Across the pond, several high-profile British artists, including Damien Hurst, Steve McQueen, Anish Kapoor, and others I don't know much about but I assume are respectable people, have signed an open letter to Culture Secretary Jeremy Hunt opposing the proposed cuts to the British government's revenue stream to the arts community.
This is actually just one of a long line of groups that are actively coming out against the Conservative-Lib Dem cuts scheme over the past couple of months, with police, unions, general people and leaked documents all swirling together to oppose what are really not too bad a series of spending restrictions.

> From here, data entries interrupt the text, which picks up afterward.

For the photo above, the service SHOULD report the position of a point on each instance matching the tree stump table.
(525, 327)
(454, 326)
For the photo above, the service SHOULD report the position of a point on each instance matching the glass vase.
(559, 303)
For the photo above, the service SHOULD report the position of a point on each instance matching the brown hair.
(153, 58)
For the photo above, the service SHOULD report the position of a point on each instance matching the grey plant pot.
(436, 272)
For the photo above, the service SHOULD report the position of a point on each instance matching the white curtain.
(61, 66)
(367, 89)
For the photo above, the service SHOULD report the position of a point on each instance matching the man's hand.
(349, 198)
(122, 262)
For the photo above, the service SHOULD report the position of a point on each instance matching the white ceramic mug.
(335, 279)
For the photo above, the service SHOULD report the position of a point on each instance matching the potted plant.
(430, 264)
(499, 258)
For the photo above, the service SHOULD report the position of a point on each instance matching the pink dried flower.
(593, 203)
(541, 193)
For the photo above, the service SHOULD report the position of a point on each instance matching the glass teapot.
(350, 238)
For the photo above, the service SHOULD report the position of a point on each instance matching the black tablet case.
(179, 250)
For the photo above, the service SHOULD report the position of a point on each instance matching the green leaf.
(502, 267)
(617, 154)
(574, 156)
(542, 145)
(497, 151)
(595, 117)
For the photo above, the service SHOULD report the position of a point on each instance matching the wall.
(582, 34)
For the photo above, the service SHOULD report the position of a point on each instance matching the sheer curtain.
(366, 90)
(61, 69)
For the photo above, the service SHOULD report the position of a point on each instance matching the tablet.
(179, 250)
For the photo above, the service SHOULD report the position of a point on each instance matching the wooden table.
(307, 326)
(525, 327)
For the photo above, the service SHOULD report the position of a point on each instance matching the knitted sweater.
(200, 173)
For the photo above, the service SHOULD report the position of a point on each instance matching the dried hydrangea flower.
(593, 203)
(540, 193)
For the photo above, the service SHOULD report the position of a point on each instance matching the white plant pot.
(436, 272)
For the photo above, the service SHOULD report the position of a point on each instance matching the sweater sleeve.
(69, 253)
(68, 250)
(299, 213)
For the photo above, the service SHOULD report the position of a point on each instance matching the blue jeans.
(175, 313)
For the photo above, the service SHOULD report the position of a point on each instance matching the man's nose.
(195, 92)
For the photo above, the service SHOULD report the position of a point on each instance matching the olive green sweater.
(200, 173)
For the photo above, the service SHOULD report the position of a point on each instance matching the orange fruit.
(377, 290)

In general it seems that most Britons support the cuts, though there is significant opposition. The problem is whether or not the Conservative-Lib Dem coalition can hold together, given that some Lib Dems are grumbling about the size and scope of the cuts, largely directed by Conservative ministers. Most likely this will lead to some big divisions in the Lib Dem caucus, if they haven't already, threatening the Coalition's stability itself. With some gentle prodding by Ed Milliband and Labour, not to mention the very vocal Scottish and Welsh Nationalists, the UK could see an election sooner, rather than later.
Over in this country, the same issue is sure to spring up, and would certainly lead to the Harper government losing the confidence of the House, especially if Jim Flaherty's recent rants are any indication. The Liberals, along with the Bloc and the NDP, are most likely not going to be too pleased with any first draft of spending cuts proposed by the so-very-austere Finance Minister. And given this government's non-existent ability to compromise for the betterment of Canadian political culture and governance, we'll see some sparks fly, and probably a showdown.
All in all, what happens in jolly old England is most likely the next step for us here.